Autre élément éthique, c’est la tromperie pour des destinations ou PMEs touristiques qui ne mentionnent pas au bas de leurs photos ou vidéos promotionnelles « Photo générée par l’IA ». Évitons la désinformation touristique, ne gonflons pas les attentes des visiteurs qui risquent d’être déçus à destination et surtout faisons preuve de respect par un marketing responsable.

Ma conclusion

Ne pas sauter immédiatement sur l’IA comme PME en tourisme ne sera pas une catastrophe malgré ce qu’affirment les oracles. Costco, le 3è plus grand commerçant au détail au monde après Amazon et WalMart est le plus aimé des commerçants. Pourtant cette chaîne a toujours été hésitante face aux nouvelles technologies incluant pour son arrivée tardive en commerce électronique. Ce sera intéressant de voir comment et quand elle va embarquer avec l’IA.

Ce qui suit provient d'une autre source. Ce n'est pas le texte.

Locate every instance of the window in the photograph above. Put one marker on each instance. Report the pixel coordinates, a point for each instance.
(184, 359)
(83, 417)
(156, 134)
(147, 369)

Mais si vous souhaitez démarrer, et connaître le parcours pour intégrer l’IA à votre organisation touristique, voyez l’approche suggérée ICI du Français Nicolas François.

Même si l’IA sera incontournable pour notre tourisme, soyons conscients des enjeux qui nous dépassent. Récemment l’auteur/historien (Homo Sapiens et son nouveau livre : NEXUS: A Brief History of Information Networks From the Stone Age to AI) Yuval Noah Harari ,nous met en garde sur la façon dont l’IA pourrait menacer la démocratie et diviser le monde : « Ne faites jamais appel à un pouvoir que vous ne pouvez pas contrôler » .

Dans une enquête réalisée en 2023 auprès de 2 778 chercheurs en IA, plus d’un tiers d’entre eux ont estimé qu’il y avait au moins 10 % de chances que l’IA avancée conduise à des conséquences aussi graves que l’extinction de l’humanité. L’année dernière, près de 30 gouvernements – dont ceux de la Chine, des États-Unis et du Royaume-Uni – ont signé la déclaration de Bletchley sur l’IA, qui reconnaît qu’« il existe un risque de dommages graves, voire catastrophiques, délibérés ou non intentionnels, découlant des capacités les plus importantes de ces modèles d’IA ».

Le prix Nobel de physique 2024, le Britanno-Canadien Geoffrey Hinton, surnommé le « parrain de l’intelligence artificielle, résume brièvement, dans cette article de Radio-Canada, les menaces de l’IA.

Pour terminer, adoptons au Québec, svp les termes en français de l’IA (merci à TOM), voyez ici le lexique officiel en France.